Last month Google introduced its own hardware key, the Titan Security Key. In time, it will likely be accepted at as many places as YubiKey, but at the moment it’s not quite as widely supported.

Security keys provide the best defense against account breaches. A hacker on the other side of the world trying to break into your account needs not only your password but also your physical hardware key.

Hardware keys have long been used by high risk targets like journalists, human rights activists, and government officials. Google has been issuing hardware keys to its employees since 2012 and recently highlighted the effectiveness of hardware keys with a remarkable statistic: “At Google, we have had no reported or confirmed account takeovers due to password phishing since we began requiring security keys as a second factor for our employees.”

Each key costs about $50. You have to buy two and set up both of them, then leave one in a safe place where it won’t get lost. If you only buy one and you lose it, you’ll be locked out of your account. That’s the point.

I’ve started using a YubiKey whenever possible. I have to tap it to my phone to open LastPass. I have to insert it into a USB port on my computer to log into my Google account.
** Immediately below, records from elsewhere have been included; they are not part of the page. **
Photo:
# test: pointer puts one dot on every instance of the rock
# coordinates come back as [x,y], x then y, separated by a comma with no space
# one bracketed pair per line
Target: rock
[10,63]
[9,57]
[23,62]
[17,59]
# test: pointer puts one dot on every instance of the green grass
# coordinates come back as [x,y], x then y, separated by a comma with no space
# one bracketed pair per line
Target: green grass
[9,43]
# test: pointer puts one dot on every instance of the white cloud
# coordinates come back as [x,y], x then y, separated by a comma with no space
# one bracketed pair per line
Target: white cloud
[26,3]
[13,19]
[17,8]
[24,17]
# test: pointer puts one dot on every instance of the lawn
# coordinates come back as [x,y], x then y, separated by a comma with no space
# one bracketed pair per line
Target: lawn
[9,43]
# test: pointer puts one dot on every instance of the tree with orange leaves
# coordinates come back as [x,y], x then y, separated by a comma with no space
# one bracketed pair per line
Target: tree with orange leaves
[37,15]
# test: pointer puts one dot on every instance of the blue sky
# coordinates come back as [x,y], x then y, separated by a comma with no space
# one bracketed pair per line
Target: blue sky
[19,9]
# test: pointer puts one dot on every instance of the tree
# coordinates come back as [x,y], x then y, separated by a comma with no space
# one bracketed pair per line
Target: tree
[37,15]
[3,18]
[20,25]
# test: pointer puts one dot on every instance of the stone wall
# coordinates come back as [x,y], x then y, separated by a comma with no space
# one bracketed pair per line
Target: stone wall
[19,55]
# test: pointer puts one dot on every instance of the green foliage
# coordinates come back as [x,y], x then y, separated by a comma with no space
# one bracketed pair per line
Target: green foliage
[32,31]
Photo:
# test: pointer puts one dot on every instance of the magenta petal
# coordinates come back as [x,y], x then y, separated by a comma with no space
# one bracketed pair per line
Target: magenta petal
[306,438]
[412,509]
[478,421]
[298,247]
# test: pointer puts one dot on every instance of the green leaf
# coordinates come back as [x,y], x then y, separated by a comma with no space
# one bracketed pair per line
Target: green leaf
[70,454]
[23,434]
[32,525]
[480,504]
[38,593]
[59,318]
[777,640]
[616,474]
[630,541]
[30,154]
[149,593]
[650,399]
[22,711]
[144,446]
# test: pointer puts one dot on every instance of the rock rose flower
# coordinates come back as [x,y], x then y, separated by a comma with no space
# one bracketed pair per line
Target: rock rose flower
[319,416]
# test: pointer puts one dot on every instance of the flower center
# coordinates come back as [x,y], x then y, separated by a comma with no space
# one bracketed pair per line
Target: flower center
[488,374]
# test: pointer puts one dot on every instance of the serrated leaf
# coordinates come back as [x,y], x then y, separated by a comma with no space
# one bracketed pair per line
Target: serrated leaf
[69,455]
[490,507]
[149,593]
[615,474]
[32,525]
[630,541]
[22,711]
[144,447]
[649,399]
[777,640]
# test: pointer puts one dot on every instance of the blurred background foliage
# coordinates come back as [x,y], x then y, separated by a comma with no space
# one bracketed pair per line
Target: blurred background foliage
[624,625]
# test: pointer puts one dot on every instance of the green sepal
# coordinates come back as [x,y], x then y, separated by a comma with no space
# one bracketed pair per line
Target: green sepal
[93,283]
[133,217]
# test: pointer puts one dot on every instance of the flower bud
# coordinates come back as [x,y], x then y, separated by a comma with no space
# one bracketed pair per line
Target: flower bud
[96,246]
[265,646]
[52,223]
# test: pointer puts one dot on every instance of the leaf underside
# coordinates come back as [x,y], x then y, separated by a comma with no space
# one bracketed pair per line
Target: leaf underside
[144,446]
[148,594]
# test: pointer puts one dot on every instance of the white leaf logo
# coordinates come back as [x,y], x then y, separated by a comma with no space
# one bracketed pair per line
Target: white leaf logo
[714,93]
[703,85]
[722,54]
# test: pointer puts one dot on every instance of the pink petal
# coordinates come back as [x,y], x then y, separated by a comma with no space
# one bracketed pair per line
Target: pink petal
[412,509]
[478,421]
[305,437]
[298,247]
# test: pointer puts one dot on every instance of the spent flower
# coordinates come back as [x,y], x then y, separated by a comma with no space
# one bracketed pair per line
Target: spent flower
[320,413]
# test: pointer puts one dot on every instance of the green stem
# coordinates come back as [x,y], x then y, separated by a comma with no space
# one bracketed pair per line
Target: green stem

It’s inconvenient. No getting around it. If I don’t have the key nearby, I can’t log in.

It’s safe.

 


What a pain! Is there something that makes this easier?

Some services (including LastPass and Google) allow you to check a box for the service to trust the device that you’re using at that moment – perhaps permanently, perhaps for two weeks or a month. You still have to supply a password but you won’t be asked for the other factor – the code, the hardware key – because you’re using something that you trust and that is secure. If someone steals your phone, they can’t unlock it because they don’t have your fingerprint or your face, so it’s reasonable to decide that you don’t want the hassle of holding up a YubiKey every time you want to open LastPass on that phone. If someone steals your laptop but they don’t know your login password, they can’t get to Chrome and your Google account, so you might want to make the laptop a trusted device so you can stay logged into your Google account.

The effect is that the inconvenience is minimized day to day but you still get increased protection. The extra step will still be required if you or anyone else tries to sign into your account from another computer.

 


When should you use two factor authentication?

Start with adding two factor authentication to LastPass. If you’re using LastPass properly, it has the keys to everything important in your life and deserves very high security.

Your Google account should be protected by two factor authentication. Google has information that could compromise your privacy and your security. Your Google account might be linked to other services. Google might have passwords, files, or mail in addition to all of its personal information about you.

If you use an online service to store confidential files – Dropbox, Box, OneDrive, Google Drive – then two factor authentication increases the security of those files. This is especially important if you have an obligation to protect your client documents. Lawyers and CPAs, for example, should be taking extra steps to make sure online files are secure.

Obviously, anything to do with financial services deserves the extra security of two factor authentication – banks, QuickBooks Online, or Paypal, for example.

Facebook strongly encourages use of two factor authentication. It’s especially important if your Facebook account is linked to other services.

Microsoft supports two factor authentication for its business Office 365 services, particularly important for larger businesses that use a wide variety of Microsoft business services.

Once you get in the habit, it’s easy to use two factor authentication and you may want to enable it whenever its available. I use Google Authenticator on my phone dozens of times a day as I go in and out of services that might affect my clients. Perhaps you should too.